This is a reflection of my week at in Salt Lake City. It’s been written three times now. I overthink. I procrastinate. I know, it’s taken too long.
I arrive early on Monday at the gym, full of anticipation and more than a little nervous.
After some introductions, we’re into it. First session is deadlifts. I haven’t been training properly for the previous few weeks due to a lower back problem. This is the first time I’ve deadlifted in weeks. I start tentatively. Things go well. I work up to a new PR at this body weight, but instead of settling there I push it. I have to. I have to see what I’m capable of. Sometimes I win, sometimes I lose. I lost, on what would’ve been a new PR, I tear my hamstring. I feel the familiar ‘ping’ and the accompanying sting. I know what’s happened. I’ve been here too many times before.

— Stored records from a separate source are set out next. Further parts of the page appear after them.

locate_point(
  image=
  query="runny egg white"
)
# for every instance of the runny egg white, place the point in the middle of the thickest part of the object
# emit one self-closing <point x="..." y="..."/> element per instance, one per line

I’ve missed important finals and international matches through last minute injuries and this time it was just as disappointing. There was a time in my life when an injury like this would have ruined me. I would descend into a dark hole, blaming myself, hating my body for letting me down and then anxious and impatient to know when I could go again, missing everything that’s going on around me as I turn inwards to deal with my angst.
Not now, not anymore. I’ve changed, older and wiser (well, definitely older, hopefully wiser).
Fuelled by Mark Twight’s Sunday sermon, I stepped back. He wrote about some of the characteristics that are prevalent in the those that are united by Gym Jones and he recognised these behaviours in himself and others, as what he wanted Gym Jones to represent; “hard work, commitment, persistence, difficultly tolerance, internal negotiation, vision, imagination, physical effort. Of course psychological effort above and beyond the physical. Sometimes risk is necessary but not always. The will to do. The will to suffer and all of it lasting for a long time.”
I wanted to see this in action. I wanted to see people represent these ideals. I wanted to see if I could uphold them. If I could learn enough from this week to be able to engage others in this unique project. Could I be worthy, and would after the completion of this week, be able to take the next step on the journey? Could I answer Mark’s call to action?
I watched, I listened and I am sure I experienced far more because of this than if I’d been in the thick of the action. Without the blinkers of my own performance to hamper my vision, I could observe what it was that made this place truly special. The gym has a feeling, a soul. People that have gone there before have left a piece of themselves in the walls and in the floor, and it inspires. It inspires people to give so much of themselves that it’s remarkable to witness. Maybe it’s what the gym represents that pushes people beyond themselves.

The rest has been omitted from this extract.